Жюли уже давно ожидала предложенья от своего меланхолического обожателя и готова была принять его; но какое то тайное чувство отвращения к ней, к ее страстному желанию выйти замуж, к ее ненатуральности, и чувство ужаса перед отречением от возможности настоящей любви еще останавливало Бориса. Срок его отпуска уже кончался. Целые дни и каждый божий день он проводил у Карагиных, и каждый день, рассуждая сам с собою, Борис говорил себе, что он завтра сделает предложение. Но в присутствии Жюли, глядя на ее красное лицо и подбородок, почти всегда осыпанный пудрой, на ее влажные глаза и на выражение лица, изъявлявшего всегдашнюю готовность из меланхолии тотчас же перейти к неестественному восторгу супружеского счастия, Борис не мог произнести решительного слова: несмотря на то, что он уже давно в воображении своем считал себя обладателем пензенских и нижегородских имений и распределял употребление с них доходов.

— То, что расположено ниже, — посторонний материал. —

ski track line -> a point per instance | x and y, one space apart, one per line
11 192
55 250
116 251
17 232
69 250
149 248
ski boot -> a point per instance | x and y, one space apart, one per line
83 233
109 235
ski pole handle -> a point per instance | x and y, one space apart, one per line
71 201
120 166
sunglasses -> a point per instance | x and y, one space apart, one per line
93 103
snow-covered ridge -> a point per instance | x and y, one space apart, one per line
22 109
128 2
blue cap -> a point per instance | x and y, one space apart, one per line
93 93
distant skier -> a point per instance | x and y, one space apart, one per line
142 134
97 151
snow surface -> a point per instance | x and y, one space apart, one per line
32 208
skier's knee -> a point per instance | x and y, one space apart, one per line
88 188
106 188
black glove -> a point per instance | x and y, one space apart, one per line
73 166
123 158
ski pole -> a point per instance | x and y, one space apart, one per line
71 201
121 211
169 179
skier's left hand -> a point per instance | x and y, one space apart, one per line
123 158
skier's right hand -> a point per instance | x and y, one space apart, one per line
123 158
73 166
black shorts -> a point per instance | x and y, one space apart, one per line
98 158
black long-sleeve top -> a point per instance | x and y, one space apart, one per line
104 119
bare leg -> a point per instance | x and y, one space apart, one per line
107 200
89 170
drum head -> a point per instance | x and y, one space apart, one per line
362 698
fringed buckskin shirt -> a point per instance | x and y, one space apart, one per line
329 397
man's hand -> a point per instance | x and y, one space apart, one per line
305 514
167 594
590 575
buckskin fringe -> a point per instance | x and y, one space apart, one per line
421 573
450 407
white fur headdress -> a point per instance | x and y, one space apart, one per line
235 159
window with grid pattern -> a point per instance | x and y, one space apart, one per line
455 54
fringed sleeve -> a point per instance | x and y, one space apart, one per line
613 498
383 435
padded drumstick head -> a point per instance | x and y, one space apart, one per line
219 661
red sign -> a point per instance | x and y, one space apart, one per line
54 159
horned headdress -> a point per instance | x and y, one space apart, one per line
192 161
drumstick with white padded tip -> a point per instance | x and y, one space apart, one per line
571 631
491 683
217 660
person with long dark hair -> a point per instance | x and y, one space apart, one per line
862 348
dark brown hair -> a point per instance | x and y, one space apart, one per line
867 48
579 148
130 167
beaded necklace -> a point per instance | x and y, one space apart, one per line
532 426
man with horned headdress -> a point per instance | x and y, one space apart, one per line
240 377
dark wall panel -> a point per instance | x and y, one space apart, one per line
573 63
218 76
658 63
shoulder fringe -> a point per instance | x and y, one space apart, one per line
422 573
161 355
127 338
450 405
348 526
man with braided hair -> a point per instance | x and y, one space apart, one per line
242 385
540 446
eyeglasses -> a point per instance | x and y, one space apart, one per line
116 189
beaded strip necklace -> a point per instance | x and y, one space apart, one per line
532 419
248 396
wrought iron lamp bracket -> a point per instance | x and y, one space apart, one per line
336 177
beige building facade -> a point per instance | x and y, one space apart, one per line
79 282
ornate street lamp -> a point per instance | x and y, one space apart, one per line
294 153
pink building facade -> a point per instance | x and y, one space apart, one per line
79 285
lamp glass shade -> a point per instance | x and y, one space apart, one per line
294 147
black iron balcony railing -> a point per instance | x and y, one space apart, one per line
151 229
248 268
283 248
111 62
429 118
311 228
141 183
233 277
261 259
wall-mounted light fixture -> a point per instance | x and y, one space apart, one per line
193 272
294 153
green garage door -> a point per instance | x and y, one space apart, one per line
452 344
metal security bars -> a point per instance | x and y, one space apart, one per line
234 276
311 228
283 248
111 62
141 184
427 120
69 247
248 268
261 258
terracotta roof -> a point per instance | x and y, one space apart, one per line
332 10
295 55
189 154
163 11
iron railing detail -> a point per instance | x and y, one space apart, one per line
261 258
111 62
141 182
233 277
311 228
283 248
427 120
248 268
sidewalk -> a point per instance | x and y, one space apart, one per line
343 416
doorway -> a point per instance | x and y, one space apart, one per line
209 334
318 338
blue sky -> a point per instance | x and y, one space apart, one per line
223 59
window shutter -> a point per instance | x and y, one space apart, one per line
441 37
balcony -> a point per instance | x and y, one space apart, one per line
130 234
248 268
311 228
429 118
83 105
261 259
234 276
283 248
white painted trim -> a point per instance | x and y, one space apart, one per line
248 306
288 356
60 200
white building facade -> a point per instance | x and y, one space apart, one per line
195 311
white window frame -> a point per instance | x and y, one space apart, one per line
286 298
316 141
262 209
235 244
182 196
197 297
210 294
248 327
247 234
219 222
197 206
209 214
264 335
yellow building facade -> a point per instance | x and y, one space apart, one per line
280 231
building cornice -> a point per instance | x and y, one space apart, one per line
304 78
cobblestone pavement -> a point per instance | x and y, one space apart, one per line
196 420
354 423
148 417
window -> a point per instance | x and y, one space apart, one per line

Жюли видела нерешительность Бориса и иногда ей приходила мысль, что она противна ему; но тотчас же женское самообольщение представляло ей утешение, и она говорила себе, что он застенчив только от любви. Меланхолия ее однако начинала переходить в раздражительность, и не задолго перед отъездом Бориса, она предприняла решительный план. В то самое время как кончался срок отпуска Бориса, в Москве и, само собой разумеется, в гостиной Карагиных, появился Анатоль Курагин, и Жюли, неожиданно оставив меланхолию, стала очень весела и внимательна к Курагину.